Undeterred, oil and gas interests have sought to stymie tighter standards on air pollution while mobilizing an effort to cast doubt over this science. A gathering called by the Heartland Institute, a conservative thinktank, in 2006 on clean-air rules helped set the tone – two speakers were from Exxon and the title of one session was “Uncertainty of NAAQS (National Ambient Air Quality Standards) Health Science”.

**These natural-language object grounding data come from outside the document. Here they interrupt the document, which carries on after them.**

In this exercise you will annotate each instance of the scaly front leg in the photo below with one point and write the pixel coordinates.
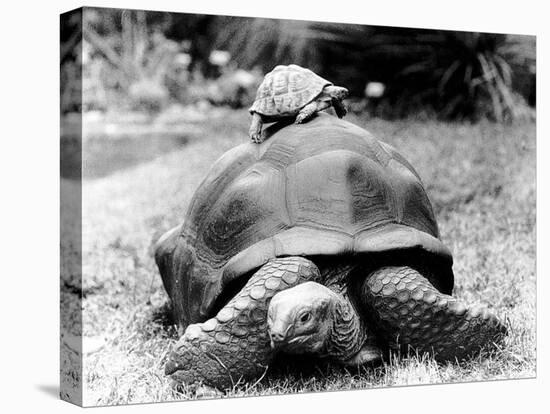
(235, 345)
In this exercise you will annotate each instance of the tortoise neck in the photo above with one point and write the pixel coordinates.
(346, 334)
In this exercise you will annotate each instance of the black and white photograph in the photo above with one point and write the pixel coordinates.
(258, 206)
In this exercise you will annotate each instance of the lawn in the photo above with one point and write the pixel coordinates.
(480, 178)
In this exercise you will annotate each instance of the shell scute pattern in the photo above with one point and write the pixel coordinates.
(287, 89)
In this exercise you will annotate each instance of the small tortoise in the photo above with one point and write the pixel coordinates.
(325, 246)
(293, 92)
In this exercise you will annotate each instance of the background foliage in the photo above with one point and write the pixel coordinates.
(147, 60)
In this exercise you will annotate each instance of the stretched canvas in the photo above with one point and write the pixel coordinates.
(255, 206)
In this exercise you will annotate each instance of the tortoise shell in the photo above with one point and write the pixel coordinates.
(329, 189)
(287, 89)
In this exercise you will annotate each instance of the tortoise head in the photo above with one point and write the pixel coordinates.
(300, 319)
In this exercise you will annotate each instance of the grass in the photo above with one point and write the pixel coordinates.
(480, 178)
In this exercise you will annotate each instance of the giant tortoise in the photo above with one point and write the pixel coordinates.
(321, 240)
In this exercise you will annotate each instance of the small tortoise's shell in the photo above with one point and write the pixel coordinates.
(327, 190)
(287, 89)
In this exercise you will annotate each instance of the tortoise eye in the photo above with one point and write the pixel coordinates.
(305, 317)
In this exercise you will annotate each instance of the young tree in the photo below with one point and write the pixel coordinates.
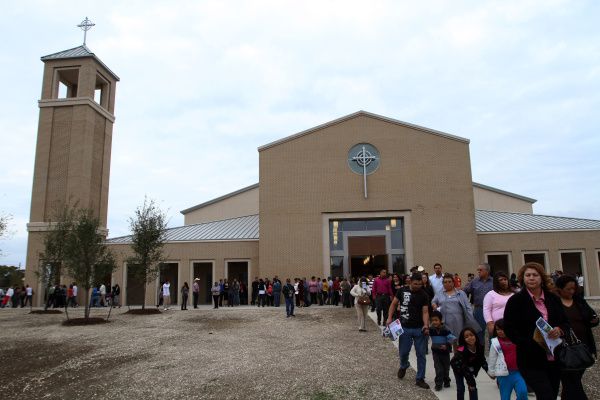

Industry-funded consultants published studies disputing the link between emissions and deteriorating health or simply disparaged the work of other researchers. “Their goal is to undermine the scientific method, science itself,” said George Thurston, an environmental health expert at New York University who co-authored a landmark 1987 study that found the smaller particles were far more deadly than larger fragments that could be coughed out.
“We’ve seen the oil and gas industry’s disinformation campaign come full circle with the renewed attacks on research that tells us what we’ve known for decades – air pollution kills,” said Kert Davies, director of Climate Investigations Center
Exxon has told the EPA that estimating a risk of death from particulate matter is “unreliable and misleading” while, in 2017, API demanded the agency relax standards around nitrogen dioxide – a pollutant linked to asthma in children and higher mortality in adults from heart disease and cancer – claiming there was no proven association with harm and existing rules were “more stringent than necessary.”
The industry’s approach bore fruit during Donald Trump’s administration, where senior executives from Exxon, Chevron, Occidental Petroleum and API met the then-US president in the White House. A cavalcade of clean air regulations were scaled back, such as rules to limit pollution from cars and trucks, while a so-called “transparency” rule for science risked invalidating studies based on confidential medical data, which is vital for bedrock air pollution research. Last year, in the midst of an historic pandemic of respiratory disease, Trump’s EPA decided to not strengthen standards around fine soot particles. Under Trump, Tony Cox, a researcher who received funding from API and allowed the lobby group to copy edit his findings, was named as chairman of a key EPA clean air advisory board. Cox, whose previous work has questioned the harm caused by particulates, accused EPA experts of bad science and subjectivity when they found that particles can be deadly even in low concentrations.
Right now, the residents of St James Parish, located in the heart of what is known as "cancer alley" in Louisiana are desperately resisting the operations of a petrochemical complex. In 2019 it was found that the air around the site has more cancer-causing chemicals than 99.6 percent of the country’s industrialized areas.
Formosa Plastics Group's director of community and government relations, Janile Parks pleads, "The entire petrochemical industry is under attack by national environmental activist groups opposed to all industrial development.”
Resident of St James Parish accuse the state’s leading Democrats, specifically Gov. John Bel Edwards and former Rep. Cedric Richmond, of ignoring those in Cancer Alley and refusing to protect them from deadly pollution. Despite the Environmental Protection Agency recognizing there are elevated cancer risks in the area, Louisiana authorities have done little to enforce environmental regulations and elected officials who represent St. James have been largely silent about the deaths and those dying in Cancer Alley.